Comparisons between the normal range of motions (ROM data reported by Kendall et al. [43, 44], Ericson et al. [7], the American Academy of Orthopedic Surgeons [40], Boone et al. [41], Roaas et al. [42], and Soucie et al. [45]), and joint excursion during walking (Neumann [47] and Pietraszewski et al. [46]), stair or level walking (Ericson et al. [7]), and cycling (present study) of hip (A), knee (B), and ankle (C) joints. (degrees)

For the knee and ankle joints, significant internal and external rotation and coronal plane movements were observed. Cycling is recommended for individuals with knee disabilities because it exerts less weight on the knee [4]. However, cycling considerably rotates the knee, which should be considered before initiating bicycle rehabilitation for injuries adversely affected by rotational motion, such as meniscus and ankle ligament injuries. Understanding the 3D joint kinematics in healthy and normal individuals might help clinicians plan a target recovery ROM and issue guidance to patients.
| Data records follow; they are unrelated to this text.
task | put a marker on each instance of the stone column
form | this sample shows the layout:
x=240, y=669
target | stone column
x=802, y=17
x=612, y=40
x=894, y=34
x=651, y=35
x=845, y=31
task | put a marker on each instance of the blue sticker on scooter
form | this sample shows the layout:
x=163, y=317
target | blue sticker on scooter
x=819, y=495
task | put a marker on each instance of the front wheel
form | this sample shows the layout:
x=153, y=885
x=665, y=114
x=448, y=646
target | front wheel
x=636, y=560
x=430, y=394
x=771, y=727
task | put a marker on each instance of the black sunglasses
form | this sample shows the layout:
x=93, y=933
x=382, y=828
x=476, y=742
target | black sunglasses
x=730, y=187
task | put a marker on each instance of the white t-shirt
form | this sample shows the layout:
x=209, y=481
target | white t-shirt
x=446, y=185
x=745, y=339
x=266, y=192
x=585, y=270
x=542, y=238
This study attempted to recruit adult patients across all age groups for comparison according to sex and 10-year age groups. Pelvis, hip, knee, and ankle joint kinematics did not differ between the sexes or between age groups, indicating that customizing the saddle height per individual results in constant kinematics regardless of sex and age. No studies have investigated the effects of sex and age on joint kinematics in the context of rehabilitation. Thus, these results provide a good reference for planning lower limb rehabilitation.

There were a few limitations in this study. First, there were a small number of participants. This was a pilot study in preparation for a large sample size study, and to overcome the small sample size, additional k-fold cross-validation was conducted. Second, the saddle height was set considering an empirical percentage for leg length (0.855 for Asians), and the bicycle configuration did not consider the handlebar position. Comparative research is necessary to determine whether other bicycle configurations have an effect on joint ROM or rehabilitation.

Conclusions

This study found that stationary cycling generates movement in the sagittal, coronal, and transverse planes, facilitating comprehensive lower limb rehabilitation. The findings can serve as a guide for setting the target kinematics during musculoskeletal rehabilitation with a stationary bicycle for individuals with orthopedic disabilities. The saddle height was adjusted for each participant; this led to consistent joint motions. Given the limited number of studies on bicycle 3D movement among the general population (non-professional athletes), further work is warranted to determine a suitable ROM for cycling rehabilitation customizable according to the race and physical conditions.